Do you believe in ghosts?

With Halloween coming the subject keeps coming up. It is my theory that everyone believes in ghosts in the middle of the night. Nobody really knows how the whole ghost apparatus works, though.

For example, it seems obvious that there should be more ghosts every year since human beings evolved, and yet cavemen are glaringly absent from the paranormal record.

Even in fiction, Neanderthals never materialize at a seance. You certainly don’t hear about Denovian ghost sightings. Apparitions are mentioned in “The Iliad,” but most spirits hail from the last few centuries. Maybe they get tired eventually and settle down.

On the other hand, people do report visitations from departed dogs.

This is a subject to reflect upon as Halloween approaches.

Although it is our way here in the North Country to make fun of leaf peepers, those foliagephiles who come to view the autumn colors and then cause more car crashes than white-tailed deer by suddenly stopping or veering off the road to photograph the scenic view, I must admit that I was out leaf peeping myself recently. And yes, I was veering off and making sudden stops with the best of them. Or the worst.

As I stood obstructing traffic on a curve by a drop-off above the Boquet river on state Route 73, discussing cameras with some other old scrumps from Canada and New Jersey, I realized that I was filled with the joy of the season, not regretting the past, complaining about the present or fretting over the future.

It was only for a moment.

Euphoria is transitory.
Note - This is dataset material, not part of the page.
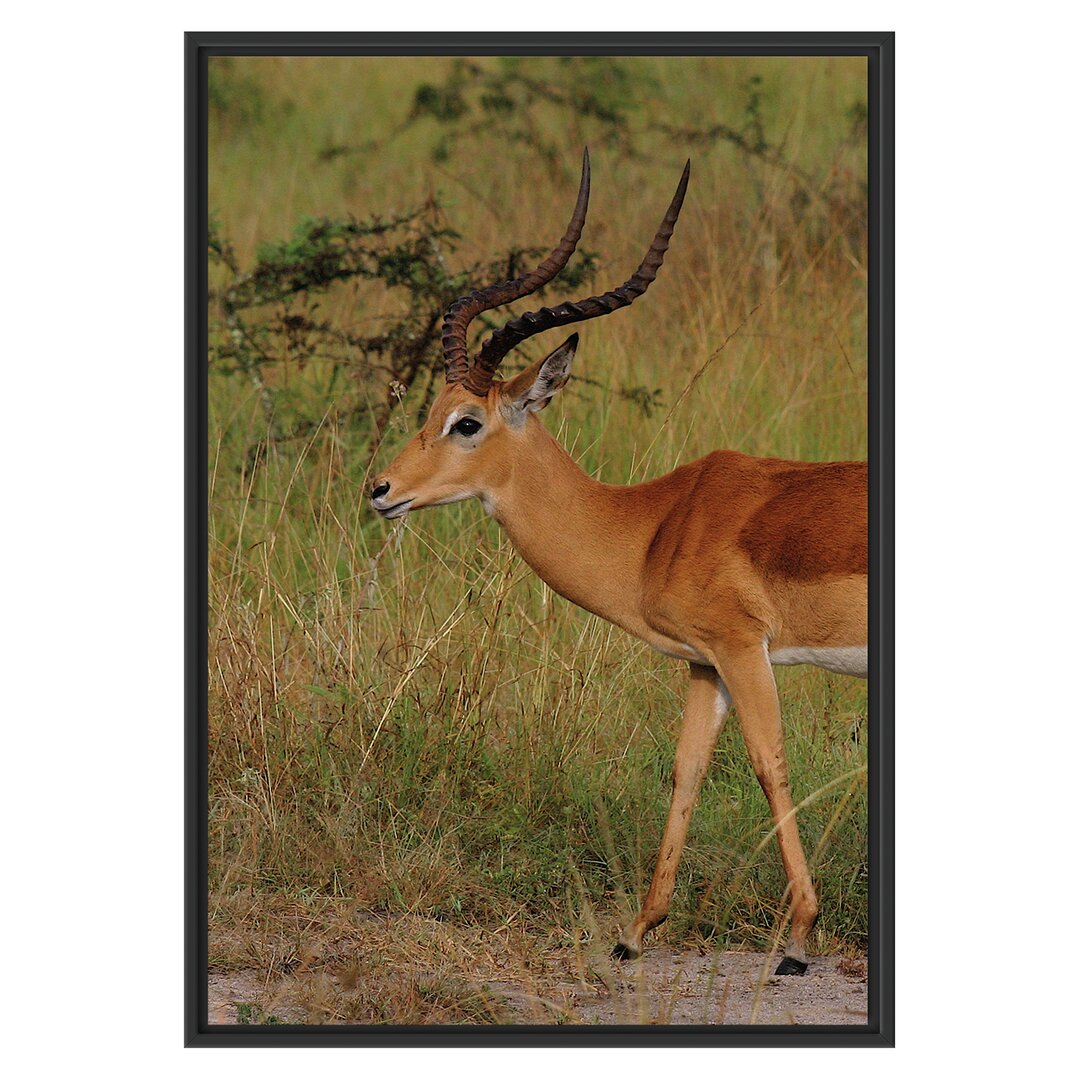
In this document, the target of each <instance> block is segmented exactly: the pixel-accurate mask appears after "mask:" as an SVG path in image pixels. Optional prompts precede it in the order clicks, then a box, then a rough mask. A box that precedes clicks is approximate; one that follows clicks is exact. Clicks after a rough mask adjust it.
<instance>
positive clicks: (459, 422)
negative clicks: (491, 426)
mask: <svg viewBox="0 0 1080 1080" xmlns="http://www.w3.org/2000/svg"><path fill="white" fill-rule="evenodd" d="M481 427H482V424H481V422H480V420H474V419H473V418H472V417H471V416H465V417H462V418H461V419H460V420H458V422H457V423H456V424H455V426H454V427H453V428H451V429H450V430H451V431H456V432H457V433H458V434H459V435H475V434H476V432H477V431H480V429H481Z"/></svg>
It can’t last. It’s like wanting to prolong the sensation of wellbeing you get after swallowing a few sips of wine.

Of course you try, but your best efforts result only in confusion. Not that I was drinking on this occasion.

I got back into my car and drove off before I caused an accident.

Have a good week.

(Martha Allen lives in Keene Valley. She has been writing for the News for more than 20 years.)